En 1929, Montandon publie L'Ologenèse humaine, une nouvelle théorie de l'évolution, ouvrage bien accueilli.

En 1931, il entre à l'École d'anthropologie. En 1933, il occupe la chaire d'ethnologie et il publie La Race, les races chez Payot. La classification des races proposée par Montandon est encore présentée en 1965 comme une référence.

Nommé en 1936 conservateur du Musée Broca, et déçu par le Front populaire, peut-être pour des raisons plus personnelles que politiques, il se tourne vers l'antisémitisme et correspond alors avec des antisémites réputés comme Henri-Robert Petit, Léon de Poncins et Armand Bernardini. L'ouvrage de Céline Bagatelles pour un massacre est clairement influencé par les travaux de Montandon, qui est même cité dans L'École des cadavres.

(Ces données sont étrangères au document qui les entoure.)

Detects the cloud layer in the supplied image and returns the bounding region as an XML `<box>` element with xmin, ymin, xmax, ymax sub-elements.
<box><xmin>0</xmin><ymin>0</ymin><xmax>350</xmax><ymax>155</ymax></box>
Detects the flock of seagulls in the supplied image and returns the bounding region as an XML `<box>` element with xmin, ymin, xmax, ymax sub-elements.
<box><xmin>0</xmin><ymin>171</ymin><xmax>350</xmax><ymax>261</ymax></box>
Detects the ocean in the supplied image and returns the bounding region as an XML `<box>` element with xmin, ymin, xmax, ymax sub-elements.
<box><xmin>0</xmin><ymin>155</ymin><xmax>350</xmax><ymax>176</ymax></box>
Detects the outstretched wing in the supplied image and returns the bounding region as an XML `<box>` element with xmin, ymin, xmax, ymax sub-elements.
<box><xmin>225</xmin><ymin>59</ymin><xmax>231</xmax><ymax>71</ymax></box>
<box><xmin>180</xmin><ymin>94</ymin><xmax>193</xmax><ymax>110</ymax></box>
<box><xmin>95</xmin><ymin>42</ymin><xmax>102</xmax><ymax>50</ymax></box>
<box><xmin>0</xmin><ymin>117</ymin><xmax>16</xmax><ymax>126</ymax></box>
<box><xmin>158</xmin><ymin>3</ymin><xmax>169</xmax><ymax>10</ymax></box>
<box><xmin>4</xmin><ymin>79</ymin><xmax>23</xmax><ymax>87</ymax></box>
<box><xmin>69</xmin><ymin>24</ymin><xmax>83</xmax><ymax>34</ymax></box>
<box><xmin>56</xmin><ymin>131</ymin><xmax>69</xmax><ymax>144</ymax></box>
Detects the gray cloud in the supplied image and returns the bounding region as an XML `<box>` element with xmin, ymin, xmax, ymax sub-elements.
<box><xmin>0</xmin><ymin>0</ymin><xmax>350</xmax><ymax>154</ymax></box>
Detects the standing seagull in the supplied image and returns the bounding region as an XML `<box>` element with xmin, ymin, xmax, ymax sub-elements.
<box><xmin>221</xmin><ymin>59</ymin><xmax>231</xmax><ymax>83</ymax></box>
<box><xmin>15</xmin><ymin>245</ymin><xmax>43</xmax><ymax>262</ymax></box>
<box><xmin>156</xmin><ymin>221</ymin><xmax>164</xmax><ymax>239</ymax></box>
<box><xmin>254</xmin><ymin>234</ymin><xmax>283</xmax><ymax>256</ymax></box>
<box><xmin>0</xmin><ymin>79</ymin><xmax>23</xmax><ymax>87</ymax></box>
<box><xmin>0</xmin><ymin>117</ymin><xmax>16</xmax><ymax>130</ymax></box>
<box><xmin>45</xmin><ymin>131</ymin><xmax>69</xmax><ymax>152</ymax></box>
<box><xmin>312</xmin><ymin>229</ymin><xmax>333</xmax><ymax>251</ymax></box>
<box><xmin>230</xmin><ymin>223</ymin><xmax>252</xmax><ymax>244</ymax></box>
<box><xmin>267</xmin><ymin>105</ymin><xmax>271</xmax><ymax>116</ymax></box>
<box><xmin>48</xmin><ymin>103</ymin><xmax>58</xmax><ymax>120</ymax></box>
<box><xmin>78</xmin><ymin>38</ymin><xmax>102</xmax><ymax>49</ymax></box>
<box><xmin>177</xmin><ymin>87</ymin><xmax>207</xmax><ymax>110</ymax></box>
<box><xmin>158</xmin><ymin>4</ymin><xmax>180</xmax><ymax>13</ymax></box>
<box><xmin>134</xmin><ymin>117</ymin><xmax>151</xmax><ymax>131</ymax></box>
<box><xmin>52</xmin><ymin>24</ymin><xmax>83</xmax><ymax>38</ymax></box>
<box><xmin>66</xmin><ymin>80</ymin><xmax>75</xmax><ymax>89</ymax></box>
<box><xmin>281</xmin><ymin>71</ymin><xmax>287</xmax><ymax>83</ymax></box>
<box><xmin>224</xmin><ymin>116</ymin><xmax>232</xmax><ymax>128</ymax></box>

Chez Denoël, l'éditeur de Céline aux Nouvelles Éditions françaises, Montandon inaugure en novembre 1940 la collection « Les Juifs en France » en publiant Comment reconnaître le Juif ? . Il s'agit d'une brochure rassemblant des citations de Louis-Ferdinand Céline, Édouard Drumont, Guy de Maupassant, Jules Michelet, Frédéric Mistral, Ernest Renan, Adolphe Thiers, Voltaire et Émile Zola. En juillet 1940, il devient directeur de la revue L'Ethnie française, financée par l'Institut allemand de Paris, puis par le Commissaire aux questions juives, Darquier de Pellepoix. Il y publie des articles sur l'« ethnie juive ».

En octobre 1941, il contribue à l'organisation de l'exposition du Palais Berlitz,  Le Juif et la France, où l'on cherche à apprendre à tout un chacun « comment reconnaître un juif ? ». À partir de décembre 1941, il est attaché au Commissariat général aux questions juives en qualité d’ethnologue, pour pratiquer des « visites raciales », dont les conclusions sont adressées aux autorités de police de Vichy. En cas de doute au sujet de certains internés au camp de transit de Drancy, Montandon se déplace à la demande des autorités pour y pratiquer des « examens anthropométriques » à l'issue desquels il délivre ou non un « certificat d'appartenance à la race juive » valant libération ou déportation. Quelle qu'en soit l'issue, cette consultation était facturée aux intéressés 300, puis 400 francs, hors frais de déplacement.

En 1943, la direction de l’Institut d'études des questions juives et ethnoraciales (IEQJR) est confiée à George Montandon, qui est chargé du cours d'« ethnoraciologie judaïque ». Montandon fait distribuer sa traduction, destinée aux étudiants en médecine, du Manuel d'eugénique et d'hérédité humaine du nazi Otmar von Verschuer, responsable de l'Institut d'anthropologie à Berlin.

La maison de Montandon à Clamart est investie par des Résistants le 3 août 1944. Sa femme est tuée et Montandon serait également mort à ce moment.

Cependant, selon Céline, Montandon n'aurait été que blessé et transporté d'abord à l'hôpital Lariboisière, qui était alors sous administration allemande, puis en Allemagne où il serait mort le 30 août à l'hôpital Karl-Weinrich-Kranhenhaus de Fulda, peut-être des suites d'un cancer en plus des blessures reçues à Clamart.